[llvm-dev] [X86] FMA transformation restrictions

Mon Sep 12 18:24:54 PDT 2016

Vyacheslav Klochkov <vyacheslav.n.klochkov at gmail.com> writes:

> Probably, this moment was not mentioned explicitly for FMA intrinsics
> here:
> https://software.intel.com/en-us/node/582845That is rather a documentation problem (actually, my fault, 
> as I did not add a special notice when created/added those new _
> mm_fmadd_ss/sd() intrinsics).

I didn't reference that document but I think I just missed the
passthrough from a in the description in another document.

> The intention was to maintain the existing assumption regarding the
> 1st intrinsic operand as usually and let users (including some math
> library guys) the tool that would have defined input/output behavior.

Makes sense.

> It is important to mention that the FMA form selection (132/213/231)
> by compiler 
> does not change the precision of the result.

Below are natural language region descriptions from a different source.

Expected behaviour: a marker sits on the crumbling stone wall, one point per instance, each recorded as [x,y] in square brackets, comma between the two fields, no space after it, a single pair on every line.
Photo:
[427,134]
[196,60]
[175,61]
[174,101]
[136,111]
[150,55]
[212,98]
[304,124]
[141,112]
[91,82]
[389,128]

Is is always correct for
> vector opcodes and
> conditionally correct for *_Int opcodes. 
>
> *_Int opcodes may need some additional correctness analysis.
> Commuting 2nd and 3rd operands is always correct, while commuting 1st
> and 2nd or 1st and 3rd
> requires use-def analysis.
> It is Ok to commute the 1st operand if it is known that the upper bits 
> of the intrinsic result are not used.
> For example:
> __m128 res = _mm_fmadd_ss(a, b, c);
> _mm_store_ss(ptr, res); // this is the ONLY user of 'res'.

Yes of courrse.

> I did not see such use-def analysis in LLVM, but surely such exist in
> some other compilers.
> Perhaps such analysis would be implemented in LLVM eventually/soon.

It would be nice.  :)

Thanks for your help!

                   -David